Happy new year!
Here we are again; Yaiza and Karin. We were in charge of Refugio Cantalobos, but due to family issues we had to leave the shelter and another non-for-profit took over, rescuing abandoned animals and finding them good homes.
We are now living in the countryside of Frigiliana. We have realised that we cannot live without helping animals and have decided to create a mini-shelter in our own house, where we live with our own 5 dogs and 10 mistreated galgos (spanish greyhounds) which will live with us from the 2nd of January 2016 until we find good homes for them in Germany and Switzerland through our 2 collaborating associations.
For us it was essential to be legal and so have created a legally constituted non-for-profit called Asociación Galgo Freedom with NIF.: G-93446094.
At Refugio Cantalobos, our major fundraiser was the pet hotel. But now at Galgo Freedom we depend 100% on donations to be able to cover the needs of our mistreated galgos for them to recover from their physical and psychological wounds.
Most galgos live in garages with no light or ventilation, scarce food and water, no hygiene. Their owners see them as mere hunting tools. A galgo that is “useless” is hang from an olive tree, thrown to a well where it perishes or abandoned. The “galgueros” (galgo owners) don’t hide this fact and they tell you this in the face with total normality. It’s a tradition. 50.000 galgos are abandoned and killed every year in Spain.
A month ago I went to la Puebla de Cazalla, a village in the province of Sevilla, where a group of 3 young ladies that belong to our team leave their personal lives aside (family, children, studies and their jobs) to help. They immerse themselves into the “galgo world”, dealing with the galgueros to convince them to give us the “unwanted” galgos and rescue the abandoned galgos from the street.

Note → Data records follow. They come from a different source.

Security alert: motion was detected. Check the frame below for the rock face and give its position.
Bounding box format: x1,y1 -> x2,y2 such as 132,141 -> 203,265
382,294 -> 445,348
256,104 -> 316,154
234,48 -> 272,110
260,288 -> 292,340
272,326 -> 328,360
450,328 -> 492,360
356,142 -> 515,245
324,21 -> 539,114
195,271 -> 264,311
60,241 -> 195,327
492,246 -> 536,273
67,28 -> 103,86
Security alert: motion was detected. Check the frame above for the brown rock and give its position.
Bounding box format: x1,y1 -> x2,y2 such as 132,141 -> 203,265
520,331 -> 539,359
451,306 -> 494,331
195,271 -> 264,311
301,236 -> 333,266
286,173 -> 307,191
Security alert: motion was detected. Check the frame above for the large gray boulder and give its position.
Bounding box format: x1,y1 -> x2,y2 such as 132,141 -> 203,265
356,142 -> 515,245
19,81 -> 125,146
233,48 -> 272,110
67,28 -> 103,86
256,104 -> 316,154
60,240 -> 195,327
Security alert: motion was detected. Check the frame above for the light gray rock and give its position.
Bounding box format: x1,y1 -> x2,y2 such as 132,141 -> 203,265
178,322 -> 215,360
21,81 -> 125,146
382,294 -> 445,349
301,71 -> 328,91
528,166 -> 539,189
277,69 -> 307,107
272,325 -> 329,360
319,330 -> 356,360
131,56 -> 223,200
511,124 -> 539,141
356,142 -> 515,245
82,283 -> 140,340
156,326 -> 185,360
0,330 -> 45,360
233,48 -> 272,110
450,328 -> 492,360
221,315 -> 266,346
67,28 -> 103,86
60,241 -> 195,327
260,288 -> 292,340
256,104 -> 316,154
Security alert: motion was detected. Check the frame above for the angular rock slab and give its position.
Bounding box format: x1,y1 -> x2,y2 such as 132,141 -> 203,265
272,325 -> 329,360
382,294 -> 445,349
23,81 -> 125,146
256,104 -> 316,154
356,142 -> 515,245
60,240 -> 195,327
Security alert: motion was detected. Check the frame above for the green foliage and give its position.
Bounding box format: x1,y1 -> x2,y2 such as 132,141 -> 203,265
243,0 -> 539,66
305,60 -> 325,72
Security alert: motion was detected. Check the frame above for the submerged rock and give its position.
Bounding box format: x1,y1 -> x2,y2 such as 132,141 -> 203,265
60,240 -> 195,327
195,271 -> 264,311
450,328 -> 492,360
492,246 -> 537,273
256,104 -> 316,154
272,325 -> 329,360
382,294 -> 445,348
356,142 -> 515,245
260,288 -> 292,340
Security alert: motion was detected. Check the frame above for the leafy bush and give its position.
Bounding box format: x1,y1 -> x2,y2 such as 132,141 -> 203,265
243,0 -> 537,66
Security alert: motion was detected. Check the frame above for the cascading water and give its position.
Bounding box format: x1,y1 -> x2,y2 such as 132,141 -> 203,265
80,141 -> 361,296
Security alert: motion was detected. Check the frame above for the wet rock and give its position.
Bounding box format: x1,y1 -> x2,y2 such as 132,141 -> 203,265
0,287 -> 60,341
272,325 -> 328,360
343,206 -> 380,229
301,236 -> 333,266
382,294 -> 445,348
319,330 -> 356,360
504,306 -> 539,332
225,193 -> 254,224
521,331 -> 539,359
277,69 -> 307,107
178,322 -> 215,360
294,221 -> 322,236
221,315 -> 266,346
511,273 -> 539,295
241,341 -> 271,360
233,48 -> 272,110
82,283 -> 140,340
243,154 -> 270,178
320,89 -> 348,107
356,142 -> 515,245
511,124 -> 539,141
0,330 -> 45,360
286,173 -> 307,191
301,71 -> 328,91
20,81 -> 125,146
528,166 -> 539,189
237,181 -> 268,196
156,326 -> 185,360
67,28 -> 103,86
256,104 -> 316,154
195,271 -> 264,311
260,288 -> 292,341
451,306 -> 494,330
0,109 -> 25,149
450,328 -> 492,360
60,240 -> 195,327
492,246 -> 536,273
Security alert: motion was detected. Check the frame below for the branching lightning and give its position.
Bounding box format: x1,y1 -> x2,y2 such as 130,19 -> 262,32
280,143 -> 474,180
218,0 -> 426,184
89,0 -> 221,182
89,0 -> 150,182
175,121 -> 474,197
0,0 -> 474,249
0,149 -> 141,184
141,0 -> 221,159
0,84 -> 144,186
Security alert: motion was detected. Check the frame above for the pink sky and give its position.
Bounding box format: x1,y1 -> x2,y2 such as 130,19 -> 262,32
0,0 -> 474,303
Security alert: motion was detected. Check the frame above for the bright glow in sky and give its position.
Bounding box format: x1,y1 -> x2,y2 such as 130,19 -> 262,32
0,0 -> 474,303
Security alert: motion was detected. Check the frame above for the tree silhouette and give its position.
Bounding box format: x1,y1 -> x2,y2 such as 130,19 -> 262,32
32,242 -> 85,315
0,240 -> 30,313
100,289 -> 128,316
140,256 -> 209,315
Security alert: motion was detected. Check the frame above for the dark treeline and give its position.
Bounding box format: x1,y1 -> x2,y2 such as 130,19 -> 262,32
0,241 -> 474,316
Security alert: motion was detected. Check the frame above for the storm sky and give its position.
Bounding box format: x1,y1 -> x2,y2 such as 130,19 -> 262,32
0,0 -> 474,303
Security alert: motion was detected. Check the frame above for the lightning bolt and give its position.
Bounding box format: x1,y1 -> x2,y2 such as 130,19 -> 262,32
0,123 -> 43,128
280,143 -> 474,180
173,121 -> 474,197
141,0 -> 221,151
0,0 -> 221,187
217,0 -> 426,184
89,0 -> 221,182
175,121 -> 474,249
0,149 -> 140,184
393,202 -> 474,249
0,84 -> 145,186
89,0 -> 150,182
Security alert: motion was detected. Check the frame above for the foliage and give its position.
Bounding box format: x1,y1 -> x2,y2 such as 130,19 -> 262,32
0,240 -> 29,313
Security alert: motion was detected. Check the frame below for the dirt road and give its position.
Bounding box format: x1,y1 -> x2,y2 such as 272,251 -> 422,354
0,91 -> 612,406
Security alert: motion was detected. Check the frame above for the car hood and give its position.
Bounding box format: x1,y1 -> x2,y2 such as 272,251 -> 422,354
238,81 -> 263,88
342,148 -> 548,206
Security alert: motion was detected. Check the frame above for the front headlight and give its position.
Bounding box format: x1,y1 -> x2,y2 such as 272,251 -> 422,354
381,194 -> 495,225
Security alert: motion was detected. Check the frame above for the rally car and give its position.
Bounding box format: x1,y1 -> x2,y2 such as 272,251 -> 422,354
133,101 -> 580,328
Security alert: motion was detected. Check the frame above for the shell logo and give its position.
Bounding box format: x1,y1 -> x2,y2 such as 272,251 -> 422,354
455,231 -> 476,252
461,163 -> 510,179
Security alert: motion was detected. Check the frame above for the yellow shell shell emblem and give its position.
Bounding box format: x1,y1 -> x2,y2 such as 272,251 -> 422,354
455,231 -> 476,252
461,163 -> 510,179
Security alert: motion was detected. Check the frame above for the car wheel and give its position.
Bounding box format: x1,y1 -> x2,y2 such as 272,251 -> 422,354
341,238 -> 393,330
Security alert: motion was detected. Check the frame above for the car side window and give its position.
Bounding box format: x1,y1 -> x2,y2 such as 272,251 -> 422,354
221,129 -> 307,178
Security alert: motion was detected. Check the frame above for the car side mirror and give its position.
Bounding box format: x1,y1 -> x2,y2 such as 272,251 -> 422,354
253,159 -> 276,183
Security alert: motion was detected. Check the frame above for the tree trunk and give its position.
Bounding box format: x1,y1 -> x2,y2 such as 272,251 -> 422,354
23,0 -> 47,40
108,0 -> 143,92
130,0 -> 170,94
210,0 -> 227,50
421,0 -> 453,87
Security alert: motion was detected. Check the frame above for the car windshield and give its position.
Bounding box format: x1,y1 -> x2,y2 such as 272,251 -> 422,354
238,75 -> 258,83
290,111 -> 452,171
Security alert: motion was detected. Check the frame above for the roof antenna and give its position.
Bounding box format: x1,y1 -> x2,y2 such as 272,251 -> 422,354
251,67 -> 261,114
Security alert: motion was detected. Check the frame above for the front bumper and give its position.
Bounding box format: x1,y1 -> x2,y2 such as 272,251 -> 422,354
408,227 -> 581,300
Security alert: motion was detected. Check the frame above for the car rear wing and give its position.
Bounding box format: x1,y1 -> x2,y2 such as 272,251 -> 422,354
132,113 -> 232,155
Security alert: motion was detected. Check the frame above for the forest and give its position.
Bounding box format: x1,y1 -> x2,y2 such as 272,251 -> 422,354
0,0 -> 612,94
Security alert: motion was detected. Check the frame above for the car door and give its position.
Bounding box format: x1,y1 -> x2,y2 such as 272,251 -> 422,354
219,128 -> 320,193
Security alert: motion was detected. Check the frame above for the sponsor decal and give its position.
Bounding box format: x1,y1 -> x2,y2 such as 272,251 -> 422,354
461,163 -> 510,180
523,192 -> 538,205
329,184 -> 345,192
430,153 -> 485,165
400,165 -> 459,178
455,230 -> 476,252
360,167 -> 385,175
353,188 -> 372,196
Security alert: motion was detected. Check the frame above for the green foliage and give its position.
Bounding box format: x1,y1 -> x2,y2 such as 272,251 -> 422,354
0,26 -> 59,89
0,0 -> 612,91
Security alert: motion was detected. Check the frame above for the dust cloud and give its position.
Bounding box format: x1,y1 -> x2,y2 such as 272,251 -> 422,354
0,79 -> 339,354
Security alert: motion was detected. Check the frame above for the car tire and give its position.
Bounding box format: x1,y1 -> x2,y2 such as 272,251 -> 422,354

In this trip we rescued 5 galgos: 2 from the street and 3 from a galguero who had them locked in, in individual cages inside a garage. As our house was not fenced in, we could not bring them home, so we took them to our foster family in Sevilla where they will be staying until the 2nd of January when our vet, Augusto and I (Yaiza) will be driving a van to pick them up and bring them home.